Jedes Jahr laden wir Kolleg*innen aus anderen Projekten und Trägern von Bildungs- und Jugendarbeit ein, um über Fragen von Rassismus- und Antisemitismuskritik zu sprechen. Vor allem geht es uns um eine gute Verbindung beider Ansätze, die sich leider oft auch entgegenstehen. Ein zentraler Streitpunkt ist dabei immer wieder und auch immer schärfer der Nahostkonflikt bzw. Israel/Palästina-Konflikt. Auch erfahrende Fachkräfte der Jugend- und Bildungsarbeit trauen sich oft nicht an das Thema ran, weil es so unmittelbar politisch und emotional aufgeladen ist. Aber für viele Jugendliche ist der internationale Konflikt ganz unmittelbar relevant, und er ist Teil des öffentlichen Diskurses, an dem alle teilhaben können müssen.

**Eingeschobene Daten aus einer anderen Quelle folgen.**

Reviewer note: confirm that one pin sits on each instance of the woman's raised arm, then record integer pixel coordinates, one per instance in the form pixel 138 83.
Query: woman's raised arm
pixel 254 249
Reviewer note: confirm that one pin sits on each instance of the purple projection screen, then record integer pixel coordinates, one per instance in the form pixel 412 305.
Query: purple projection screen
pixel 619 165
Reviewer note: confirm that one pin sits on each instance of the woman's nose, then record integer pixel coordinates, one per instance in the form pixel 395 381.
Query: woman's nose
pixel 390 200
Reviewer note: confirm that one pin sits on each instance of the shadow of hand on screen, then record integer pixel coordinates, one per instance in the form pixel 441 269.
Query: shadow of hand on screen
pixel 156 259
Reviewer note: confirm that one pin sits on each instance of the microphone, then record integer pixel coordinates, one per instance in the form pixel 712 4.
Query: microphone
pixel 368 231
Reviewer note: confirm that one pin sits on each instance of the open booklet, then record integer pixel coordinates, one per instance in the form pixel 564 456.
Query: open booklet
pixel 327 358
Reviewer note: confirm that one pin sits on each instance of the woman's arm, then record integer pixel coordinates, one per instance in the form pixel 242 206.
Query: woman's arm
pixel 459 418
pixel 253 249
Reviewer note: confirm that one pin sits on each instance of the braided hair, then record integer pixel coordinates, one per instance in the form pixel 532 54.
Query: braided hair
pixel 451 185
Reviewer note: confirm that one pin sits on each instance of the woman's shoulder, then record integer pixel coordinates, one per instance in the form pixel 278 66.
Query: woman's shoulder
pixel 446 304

Mit den BildungsBausteinen e.V., dem Jüdischen Forum für Demokratie und gegen Antisemitismus e.V. und ufuq.de haben wir vereinbart, gemeinsam und mit weiteren Partner*innen einen Braver Space zu organisieren. Ein Braver Space gilt als besondere Form des Safer Space: Die Teilnehmer*innen besprechen bewusst schwierige und strittige Themen und es ist auch Streit möglich, weil alle Beteiligten sich der gegenseitigen Anerkennung und Solidarität sicher sind.

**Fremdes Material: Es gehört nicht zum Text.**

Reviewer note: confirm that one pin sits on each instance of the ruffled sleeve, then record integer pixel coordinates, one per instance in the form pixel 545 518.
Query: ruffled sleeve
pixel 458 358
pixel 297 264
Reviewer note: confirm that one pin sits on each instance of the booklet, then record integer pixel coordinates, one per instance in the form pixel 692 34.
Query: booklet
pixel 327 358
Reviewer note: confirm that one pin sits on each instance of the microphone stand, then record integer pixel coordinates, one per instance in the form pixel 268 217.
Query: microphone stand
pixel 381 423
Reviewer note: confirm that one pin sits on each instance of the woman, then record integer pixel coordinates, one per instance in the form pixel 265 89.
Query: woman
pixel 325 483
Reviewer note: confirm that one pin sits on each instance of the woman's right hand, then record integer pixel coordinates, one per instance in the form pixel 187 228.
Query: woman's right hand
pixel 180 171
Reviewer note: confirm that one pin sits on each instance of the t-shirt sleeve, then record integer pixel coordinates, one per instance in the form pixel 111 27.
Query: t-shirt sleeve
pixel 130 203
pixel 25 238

Doch wie gestaltet man einen solchen Braver Space? Und: Wovor hat man eigentlich Angst beim Sprechen über Israel/Palästina? Stimmt es, dass man schnell als antisemitisch oder als rassistisch abgestempelt wird, oder glaubt man das nur? Und wo liegen beim mutigen Ansprechen sensibler Fragen doch auch Grenzen? Und mit welchen der vielen strittigen Themen fangen wir an? Müssen wir über den Konflikt selbst sprechen oder mehr über unseren Konflikt mit dem Konflikt? Geht es eher um Sachfragen oder vielmehr um pädagogische Konzepte wie die bei diesem Thema immer wieder eingeforderte „Ambiguitätstoleranz“? Was bedeutet Ambiguitätstoleranz eigentlich, wenn nicht jede Sichtweise „gleich gültig“ sein soll? Und last but noch least: Soll es ein Fachtag werden, eine digitale Reihe oder eine Internetseite?

Wir haben da noch viel zu besprechen und vorzubereiten! Wir freuen uns auf die Zusammenarbeit im nächsten Jahr und sind selbst gespannt, was dabei rauskommt! Nur Eines ist sicher: Wir müssen reden über Israel/Palästina!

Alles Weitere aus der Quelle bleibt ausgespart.